Consumer protection groups, health insurers, and PBMs have supported a five year period of exclusivity promoted by Rep. Henry Waxman (D-CA). Manufacturers would argue that added protection from competition is fair, based on the fact that development costs for biologic products are so much higher than for other medications. Generic manufacturers and consumer groups argue that it would discourage development of generic biologics and reduce the incentive to develop new products. Even the FTC has weighed into the debate with a study that states that introduction of bio-similars would lower costs to consumers without hampering drug innovation and development. Industry analysts say that if the law changes to allow bio-similar drugs, the FDA can expect a lot of approval requests. Many biotech drug patents have either expired or will expire in the next 5 to 10 years. When that happens, experts expect bio-similars to cost 20 to 30 per cent below the cost of brand name products. Ultimately, FOBs are a balancing act for lawmakers – balancing the need to control escalating specialty drug costs while making sure it doesn't come at the expense of future new drug research and development.

What can we expect from Health Care Reform:
Recently, passage of the Healthcare Reform bill in Congress resolved a number of related issues - at least for the foreseeable future. The Health Care and Education Reconciliation Act of 2010 (H.R. 4872) would authorize the FDA to create an approval pathway for FOB products that would guarantee manufacturers 12 years of market exclusivity before any biosimilar product could be approved, even in the absence of a valid patent. In addition, manufacturers could also obtain additional 12 year exclusivity by making minor changes to the structure of an approved product, such as those that could lead to changes in its administration schedule. It remains to be seen how the new law pertains to older products with expired patents.

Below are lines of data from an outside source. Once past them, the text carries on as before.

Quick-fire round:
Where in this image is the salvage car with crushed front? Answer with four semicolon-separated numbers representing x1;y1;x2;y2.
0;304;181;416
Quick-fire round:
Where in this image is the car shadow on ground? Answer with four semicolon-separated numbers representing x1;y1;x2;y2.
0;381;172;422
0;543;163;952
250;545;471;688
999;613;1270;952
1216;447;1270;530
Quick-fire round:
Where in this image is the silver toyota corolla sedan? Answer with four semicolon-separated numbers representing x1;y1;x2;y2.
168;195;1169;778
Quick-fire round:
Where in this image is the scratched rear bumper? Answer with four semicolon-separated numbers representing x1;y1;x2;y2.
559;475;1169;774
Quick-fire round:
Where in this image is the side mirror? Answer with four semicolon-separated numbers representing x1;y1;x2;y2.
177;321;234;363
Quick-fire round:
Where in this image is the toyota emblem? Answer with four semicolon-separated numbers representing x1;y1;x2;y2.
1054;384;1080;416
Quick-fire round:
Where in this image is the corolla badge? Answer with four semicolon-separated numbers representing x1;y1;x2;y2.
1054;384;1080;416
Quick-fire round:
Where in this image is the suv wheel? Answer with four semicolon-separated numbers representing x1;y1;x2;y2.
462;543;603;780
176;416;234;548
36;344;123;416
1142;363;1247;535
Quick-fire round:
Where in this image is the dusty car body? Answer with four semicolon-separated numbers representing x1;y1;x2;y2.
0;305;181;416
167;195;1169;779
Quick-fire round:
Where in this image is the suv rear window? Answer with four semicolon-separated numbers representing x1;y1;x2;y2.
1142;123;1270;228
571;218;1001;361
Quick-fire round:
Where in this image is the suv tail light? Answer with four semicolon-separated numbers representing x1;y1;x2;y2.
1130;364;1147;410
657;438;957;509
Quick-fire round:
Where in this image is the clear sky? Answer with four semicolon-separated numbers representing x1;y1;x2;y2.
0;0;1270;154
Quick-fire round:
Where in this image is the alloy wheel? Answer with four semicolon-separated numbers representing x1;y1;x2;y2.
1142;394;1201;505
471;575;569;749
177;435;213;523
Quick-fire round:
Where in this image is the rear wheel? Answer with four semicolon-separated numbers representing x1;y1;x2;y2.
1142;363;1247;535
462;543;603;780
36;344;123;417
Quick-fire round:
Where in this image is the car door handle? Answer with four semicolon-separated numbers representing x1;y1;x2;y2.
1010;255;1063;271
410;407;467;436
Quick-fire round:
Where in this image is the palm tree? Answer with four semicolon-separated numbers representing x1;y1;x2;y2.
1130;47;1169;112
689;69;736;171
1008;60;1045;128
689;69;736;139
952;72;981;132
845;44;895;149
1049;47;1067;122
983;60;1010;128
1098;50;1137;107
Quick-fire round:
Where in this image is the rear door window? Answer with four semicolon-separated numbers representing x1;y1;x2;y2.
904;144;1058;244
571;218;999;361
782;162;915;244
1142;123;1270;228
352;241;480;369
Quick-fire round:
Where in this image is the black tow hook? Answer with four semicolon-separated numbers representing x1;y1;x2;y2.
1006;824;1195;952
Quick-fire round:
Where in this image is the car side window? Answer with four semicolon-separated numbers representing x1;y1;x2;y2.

On the other hand, efforts by consumer groups, senators, and even President Obama to add a 'Pay-for-delay' provision to the Senate health care bill failed. The provision, which was based on a bill (S. 369) introduced by Sen. Herb Kohl (D-WI) in February 2009, would have prohibited payments from brand name to generic drug manufacturers with the purpose to prevent or delay the entry of competition from generic drugs.

Conclusion:
In spite of some continuing controversies outlined above, the utilization of generic drug products continues to grow as more products become available and as consumers, private health plans and government programs look for alternatives to increasingly expensive brand-name products. Generic drugs represent a valuable alternative for those patients with no insurance, or even those with insurance who face increasing financial co-sharing responsibility. Studies continue to show that drug costs can be a significant factor to determine a patient's adherence to therapy, even when the patient has health insurance. Lastly, because beneficiaries in the Medicare Part D program are currently liable for up to $4,550 in out of pocket expenses before Catastrophic Coverage takes effect, seniors are increasingly turning to generic drugs in an attempt to lower their monthly drugs bills.